24 Most of the global mitigation scenarios solely focus on CO2 emissions. Non-CO2 emissions make up only a small share of the industry sector’s current CO2-eq. emissions and include N2O emissions (e.g., from nitric and adipic acid production), CH4 emissions (e.g., from chemical production and iron and steel production) and various F-gases (such as perfluorocarbons from primary aluminium production and semiconductor manufacturing) (USEPA and ICF 2012; Gambhir et al. 2017). Mitigation options for these non-CO2 emissions are discussed in Gambhir et al. (2017).
25 Following the description of IEA SDS 2020 would limit the global temperature rise to below 1.8°C with a 66% probability if CO2 emissions remain at net zero after 2070. If CO2 emissions were to fall below net zero after 2070, then this would increase the possibility of reaching 1.5°C by the end of the century (IEA 2020c).

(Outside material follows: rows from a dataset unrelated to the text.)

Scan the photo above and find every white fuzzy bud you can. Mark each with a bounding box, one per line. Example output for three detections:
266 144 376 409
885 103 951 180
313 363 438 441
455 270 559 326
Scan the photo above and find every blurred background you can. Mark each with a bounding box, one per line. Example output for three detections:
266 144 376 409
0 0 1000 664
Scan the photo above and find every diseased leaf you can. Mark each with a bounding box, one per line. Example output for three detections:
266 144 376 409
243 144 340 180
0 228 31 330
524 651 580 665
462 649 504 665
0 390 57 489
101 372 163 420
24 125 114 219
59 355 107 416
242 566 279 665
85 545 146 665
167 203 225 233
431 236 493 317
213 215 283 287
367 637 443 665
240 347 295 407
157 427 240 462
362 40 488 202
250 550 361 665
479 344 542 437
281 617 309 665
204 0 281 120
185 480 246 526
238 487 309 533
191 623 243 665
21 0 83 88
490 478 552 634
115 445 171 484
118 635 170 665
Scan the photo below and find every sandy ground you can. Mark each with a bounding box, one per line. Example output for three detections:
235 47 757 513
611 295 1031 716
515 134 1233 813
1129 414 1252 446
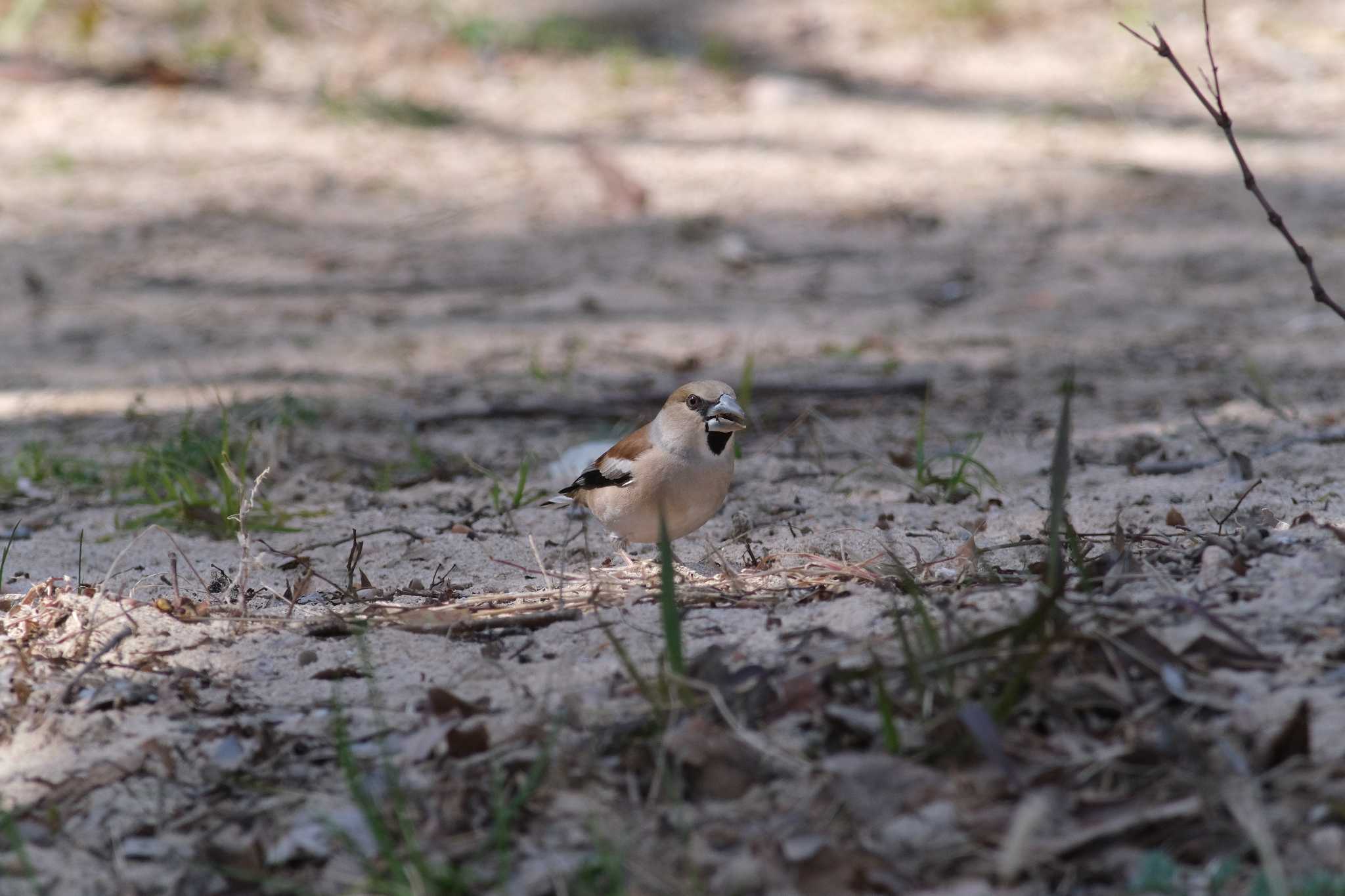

26 Other global mitigation scenarios (e.g., from Tchung-Ming et al. (2018) and Shell Sky Scenario from Shell (2018)) are not included in the following scenario comparison as these studies’ energy and emission base year data on the industry sector deviates considerably from the other three studies included in the comparison, which all use IEA data. Furthermore, unlike the other studies, Tchung-Ming et al. (2018) do not provide detailed information on the steel, chemicals and concrete subsectors. Not included here but worth mentioning are many other sector-specific studies, for example Napp et al. (2019, 2014), which consider more technologically advanced decarbonisation routes for the sector.
27 Note: In the described scenarios CCS was not taken into consideration as a mitigation option by the authors.